Our Souls at Night is a 2017 American romantic drama film directed by Ritesh Batra and written by Scott Neustadter and Michael H. Weber. It is based on the novel of same name by Kent Haruf. The film stars Robert Redford, Jane Fonda, Matthias Schoenaerts, and Judy Greer. It had its world premiere at the Venice Film Festival on September 1, 2017. It was released on September 29, 2017 by Netflix. It marked the fourth collaboration between Fonda and Redford, having previously starred in The Chase, Barefoot in the Park, and The Electric Horseman.

The film received acclaim from critics, who appreciated the film's direction, adaptation from the novel, and performances (especially Fonda), with critics widely praising the casting of Fonda and Redford and their chemistry.

Plot
The setting is the fictitious small Colorado city of Holt, where Louis Waters, a widower, and Addie Moore, a widow, have been neighbors for decades but hardly know each other. One night, Addie visits Louis to suggest they spend the night together, non-sexually, to counter their loneliness. Although Louis is initially somewhat hesitant, he soon agrees and they start spending their evenings and nights at Addie's house.

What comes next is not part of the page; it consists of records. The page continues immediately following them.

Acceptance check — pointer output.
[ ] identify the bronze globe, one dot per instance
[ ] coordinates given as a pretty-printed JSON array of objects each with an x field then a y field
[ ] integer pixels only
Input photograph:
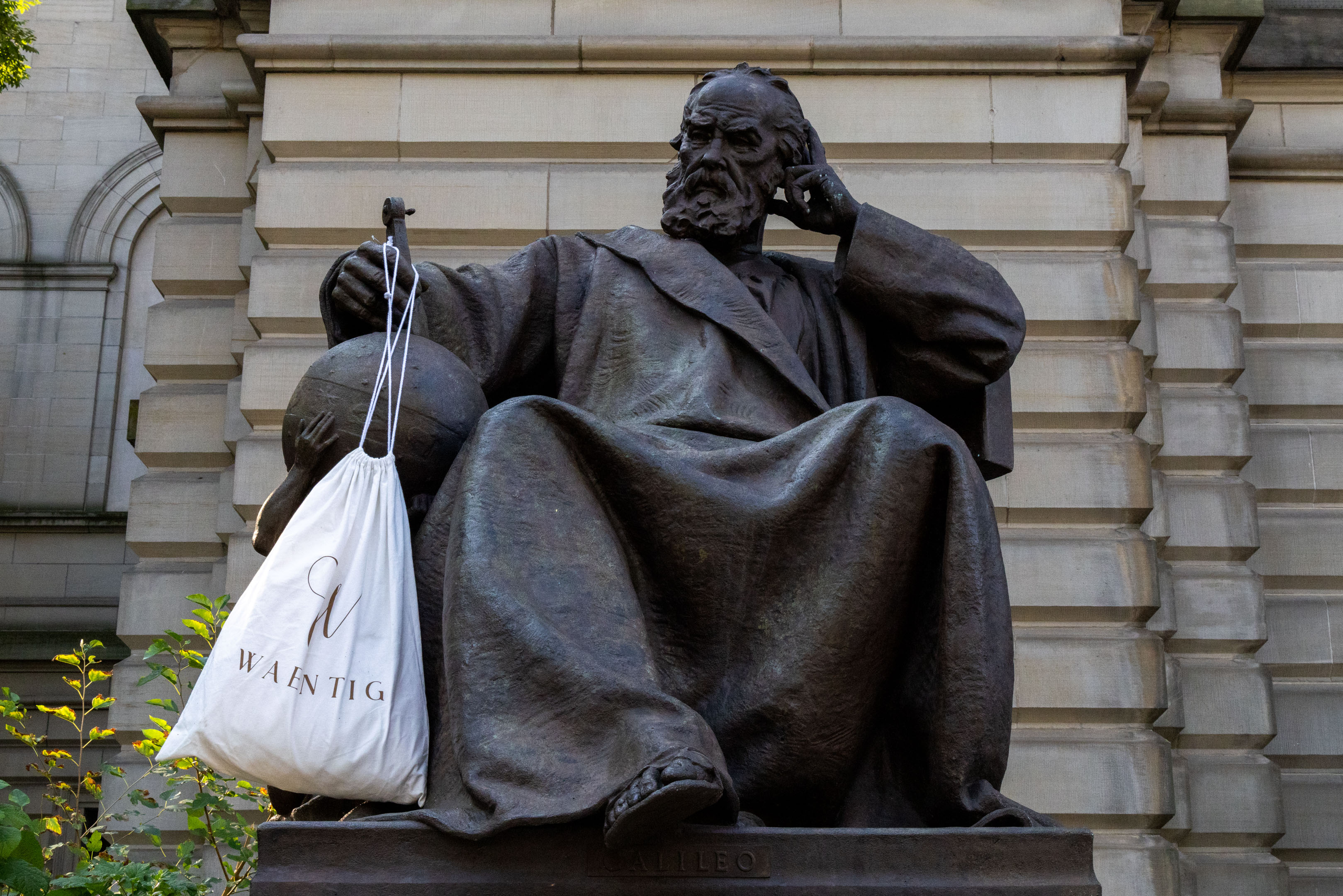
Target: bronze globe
[{"x": 441, "y": 402}]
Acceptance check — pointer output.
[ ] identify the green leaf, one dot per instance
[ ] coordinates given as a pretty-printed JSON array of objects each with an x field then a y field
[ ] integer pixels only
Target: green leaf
[
  {"x": 29, "y": 850},
  {"x": 29, "y": 880},
  {"x": 10, "y": 839},
  {"x": 14, "y": 817},
  {"x": 198, "y": 626}
]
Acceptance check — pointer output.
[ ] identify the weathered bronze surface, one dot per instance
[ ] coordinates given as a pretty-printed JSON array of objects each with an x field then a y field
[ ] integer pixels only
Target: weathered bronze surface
[
  {"x": 692, "y": 860},
  {"x": 720, "y": 542}
]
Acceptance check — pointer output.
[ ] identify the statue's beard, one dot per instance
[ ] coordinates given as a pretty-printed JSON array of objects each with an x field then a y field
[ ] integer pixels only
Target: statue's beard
[{"x": 711, "y": 203}]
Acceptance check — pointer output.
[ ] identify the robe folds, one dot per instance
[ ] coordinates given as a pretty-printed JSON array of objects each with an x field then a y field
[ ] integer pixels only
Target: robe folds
[{"x": 667, "y": 538}]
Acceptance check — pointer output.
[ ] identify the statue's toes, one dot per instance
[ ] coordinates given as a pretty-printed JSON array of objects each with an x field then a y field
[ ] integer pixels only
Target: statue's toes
[
  {"x": 657, "y": 812},
  {"x": 684, "y": 769}
]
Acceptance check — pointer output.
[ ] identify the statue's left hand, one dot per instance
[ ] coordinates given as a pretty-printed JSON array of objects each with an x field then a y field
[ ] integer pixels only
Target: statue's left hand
[{"x": 830, "y": 209}]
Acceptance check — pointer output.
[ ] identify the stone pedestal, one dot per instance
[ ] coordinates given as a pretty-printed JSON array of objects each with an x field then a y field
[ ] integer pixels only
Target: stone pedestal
[{"x": 386, "y": 859}]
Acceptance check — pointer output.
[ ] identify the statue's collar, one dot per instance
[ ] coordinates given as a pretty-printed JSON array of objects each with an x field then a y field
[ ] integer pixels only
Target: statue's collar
[{"x": 684, "y": 270}]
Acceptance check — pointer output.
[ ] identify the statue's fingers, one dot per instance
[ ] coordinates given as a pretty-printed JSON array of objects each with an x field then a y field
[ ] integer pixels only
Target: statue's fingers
[
  {"x": 367, "y": 270},
  {"x": 371, "y": 252},
  {"x": 356, "y": 303},
  {"x": 835, "y": 190},
  {"x": 406, "y": 276},
  {"x": 812, "y": 182},
  {"x": 358, "y": 288},
  {"x": 783, "y": 210}
]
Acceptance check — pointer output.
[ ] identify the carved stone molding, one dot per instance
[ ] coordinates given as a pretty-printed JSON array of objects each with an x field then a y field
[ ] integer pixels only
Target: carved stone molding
[
  {"x": 1287, "y": 163},
  {"x": 1201, "y": 117},
  {"x": 15, "y": 233},
  {"x": 640, "y": 54},
  {"x": 122, "y": 192}
]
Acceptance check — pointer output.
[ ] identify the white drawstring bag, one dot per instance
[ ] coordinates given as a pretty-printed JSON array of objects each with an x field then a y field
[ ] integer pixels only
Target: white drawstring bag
[{"x": 316, "y": 683}]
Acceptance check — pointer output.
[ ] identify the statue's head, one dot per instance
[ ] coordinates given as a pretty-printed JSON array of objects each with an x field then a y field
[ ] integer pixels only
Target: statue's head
[{"x": 740, "y": 129}]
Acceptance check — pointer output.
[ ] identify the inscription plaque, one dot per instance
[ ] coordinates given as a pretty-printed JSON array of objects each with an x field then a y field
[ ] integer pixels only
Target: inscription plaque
[{"x": 680, "y": 860}]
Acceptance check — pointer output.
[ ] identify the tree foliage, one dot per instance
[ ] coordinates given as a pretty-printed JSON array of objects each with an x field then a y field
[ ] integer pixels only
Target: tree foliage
[
  {"x": 221, "y": 813},
  {"x": 17, "y": 42}
]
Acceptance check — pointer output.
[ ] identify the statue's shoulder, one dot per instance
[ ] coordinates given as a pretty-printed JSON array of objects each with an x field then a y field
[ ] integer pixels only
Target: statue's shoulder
[
  {"x": 633, "y": 241},
  {"x": 803, "y": 268}
]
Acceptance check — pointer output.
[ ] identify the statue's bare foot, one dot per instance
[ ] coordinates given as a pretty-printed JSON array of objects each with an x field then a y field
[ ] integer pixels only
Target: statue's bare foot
[{"x": 657, "y": 800}]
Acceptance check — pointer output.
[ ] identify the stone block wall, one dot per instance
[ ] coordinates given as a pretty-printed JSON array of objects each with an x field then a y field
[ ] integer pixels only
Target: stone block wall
[
  {"x": 1287, "y": 183},
  {"x": 78, "y": 192}
]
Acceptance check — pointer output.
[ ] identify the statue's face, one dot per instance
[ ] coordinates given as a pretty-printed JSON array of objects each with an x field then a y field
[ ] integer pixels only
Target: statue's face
[{"x": 730, "y": 160}]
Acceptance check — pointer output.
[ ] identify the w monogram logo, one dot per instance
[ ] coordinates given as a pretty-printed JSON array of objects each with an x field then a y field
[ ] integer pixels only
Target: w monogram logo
[{"x": 329, "y": 609}]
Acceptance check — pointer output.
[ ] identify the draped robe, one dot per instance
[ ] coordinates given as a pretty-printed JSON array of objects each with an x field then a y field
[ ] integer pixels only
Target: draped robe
[{"x": 669, "y": 536}]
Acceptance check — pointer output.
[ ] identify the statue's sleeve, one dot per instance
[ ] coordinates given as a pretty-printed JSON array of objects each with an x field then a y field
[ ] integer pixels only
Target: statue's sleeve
[
  {"x": 499, "y": 319},
  {"x": 939, "y": 321}
]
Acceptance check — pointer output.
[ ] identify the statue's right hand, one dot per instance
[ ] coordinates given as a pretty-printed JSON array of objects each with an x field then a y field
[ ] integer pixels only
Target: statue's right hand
[{"x": 360, "y": 287}]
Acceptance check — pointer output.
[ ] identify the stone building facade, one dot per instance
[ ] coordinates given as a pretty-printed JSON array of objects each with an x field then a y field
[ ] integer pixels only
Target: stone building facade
[{"x": 1160, "y": 183}]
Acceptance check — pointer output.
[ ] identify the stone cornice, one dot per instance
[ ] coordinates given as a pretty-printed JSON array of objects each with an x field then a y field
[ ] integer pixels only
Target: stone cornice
[
  {"x": 1201, "y": 117},
  {"x": 672, "y": 54},
  {"x": 63, "y": 522},
  {"x": 56, "y": 276},
  {"x": 1149, "y": 100},
  {"x": 1287, "y": 163},
  {"x": 190, "y": 113}
]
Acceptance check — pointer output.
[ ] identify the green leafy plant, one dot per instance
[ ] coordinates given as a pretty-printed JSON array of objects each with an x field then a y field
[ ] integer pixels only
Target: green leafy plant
[
  {"x": 17, "y": 42},
  {"x": 221, "y": 813}
]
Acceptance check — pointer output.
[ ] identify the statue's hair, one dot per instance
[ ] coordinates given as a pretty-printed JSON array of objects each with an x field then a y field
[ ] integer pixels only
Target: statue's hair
[{"x": 793, "y": 128}]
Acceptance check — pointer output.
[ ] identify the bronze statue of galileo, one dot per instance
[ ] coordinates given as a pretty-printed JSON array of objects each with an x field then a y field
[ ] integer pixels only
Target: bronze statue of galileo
[{"x": 722, "y": 543}]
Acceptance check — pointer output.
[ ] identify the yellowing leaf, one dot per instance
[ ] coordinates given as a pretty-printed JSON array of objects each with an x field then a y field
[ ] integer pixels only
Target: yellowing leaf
[{"x": 60, "y": 712}]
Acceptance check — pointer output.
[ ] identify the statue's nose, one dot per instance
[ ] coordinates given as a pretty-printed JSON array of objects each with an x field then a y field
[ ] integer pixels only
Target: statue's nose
[{"x": 713, "y": 155}]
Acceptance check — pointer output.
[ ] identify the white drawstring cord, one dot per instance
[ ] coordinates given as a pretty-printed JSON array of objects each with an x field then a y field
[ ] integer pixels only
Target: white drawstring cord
[{"x": 391, "y": 342}]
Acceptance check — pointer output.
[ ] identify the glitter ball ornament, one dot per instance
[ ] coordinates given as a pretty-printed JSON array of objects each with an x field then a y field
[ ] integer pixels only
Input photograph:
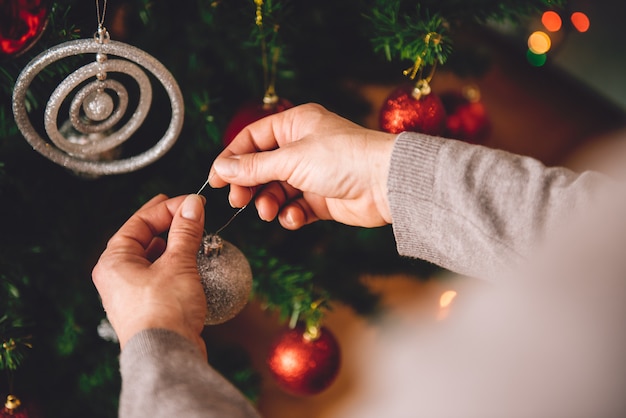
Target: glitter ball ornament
[
  {"x": 467, "y": 118},
  {"x": 251, "y": 112},
  {"x": 413, "y": 108},
  {"x": 226, "y": 278},
  {"x": 305, "y": 362},
  {"x": 21, "y": 24}
]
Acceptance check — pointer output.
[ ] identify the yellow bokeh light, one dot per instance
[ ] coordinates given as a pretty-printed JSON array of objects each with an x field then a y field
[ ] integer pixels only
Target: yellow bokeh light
[
  {"x": 539, "y": 42},
  {"x": 446, "y": 298}
]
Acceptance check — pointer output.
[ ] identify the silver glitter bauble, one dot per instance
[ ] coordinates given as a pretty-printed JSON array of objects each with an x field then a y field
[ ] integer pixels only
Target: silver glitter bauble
[
  {"x": 226, "y": 277},
  {"x": 98, "y": 108}
]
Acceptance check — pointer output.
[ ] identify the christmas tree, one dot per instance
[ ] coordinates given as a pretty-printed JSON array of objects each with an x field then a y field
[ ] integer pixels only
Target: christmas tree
[{"x": 223, "y": 54}]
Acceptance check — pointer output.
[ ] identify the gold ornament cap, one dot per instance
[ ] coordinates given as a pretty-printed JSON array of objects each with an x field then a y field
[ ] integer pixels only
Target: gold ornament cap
[{"x": 12, "y": 403}]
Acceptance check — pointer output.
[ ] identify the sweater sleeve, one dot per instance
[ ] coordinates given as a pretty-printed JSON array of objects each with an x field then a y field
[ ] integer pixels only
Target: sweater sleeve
[
  {"x": 164, "y": 375},
  {"x": 476, "y": 210}
]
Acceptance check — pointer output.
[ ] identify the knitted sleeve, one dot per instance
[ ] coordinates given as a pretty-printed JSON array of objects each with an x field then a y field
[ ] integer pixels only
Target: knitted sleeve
[
  {"x": 164, "y": 375},
  {"x": 476, "y": 210}
]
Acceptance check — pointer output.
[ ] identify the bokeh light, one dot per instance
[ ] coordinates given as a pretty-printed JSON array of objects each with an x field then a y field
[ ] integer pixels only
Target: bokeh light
[
  {"x": 446, "y": 298},
  {"x": 580, "y": 21},
  {"x": 551, "y": 21},
  {"x": 539, "y": 42}
]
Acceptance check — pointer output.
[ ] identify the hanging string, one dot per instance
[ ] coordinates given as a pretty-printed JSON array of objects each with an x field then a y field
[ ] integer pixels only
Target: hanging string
[
  {"x": 236, "y": 213},
  {"x": 101, "y": 16}
]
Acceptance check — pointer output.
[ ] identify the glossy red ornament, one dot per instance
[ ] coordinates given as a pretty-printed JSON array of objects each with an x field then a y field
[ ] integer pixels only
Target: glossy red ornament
[
  {"x": 467, "y": 117},
  {"x": 252, "y": 111},
  {"x": 404, "y": 110},
  {"x": 21, "y": 24},
  {"x": 302, "y": 365}
]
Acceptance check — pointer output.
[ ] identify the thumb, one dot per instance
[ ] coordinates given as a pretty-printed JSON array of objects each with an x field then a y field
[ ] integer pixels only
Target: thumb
[
  {"x": 254, "y": 169},
  {"x": 187, "y": 226}
]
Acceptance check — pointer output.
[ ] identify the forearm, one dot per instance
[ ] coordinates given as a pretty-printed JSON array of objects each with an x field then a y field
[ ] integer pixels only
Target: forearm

At the start of the summer, Addie's son Gene drops off his son Jamie at Addie's house, as his marriage has fallen apart. Jamie spends the entire summer with Louis and Addie, who also adopt a dog for Jamie. At the end of the summer, Gene returns to pick up Jamie and confronts Addie about her relationship with Louis, which he disapproves of because of Louis’ past affair. Addie, however, refuses to break off the relationship.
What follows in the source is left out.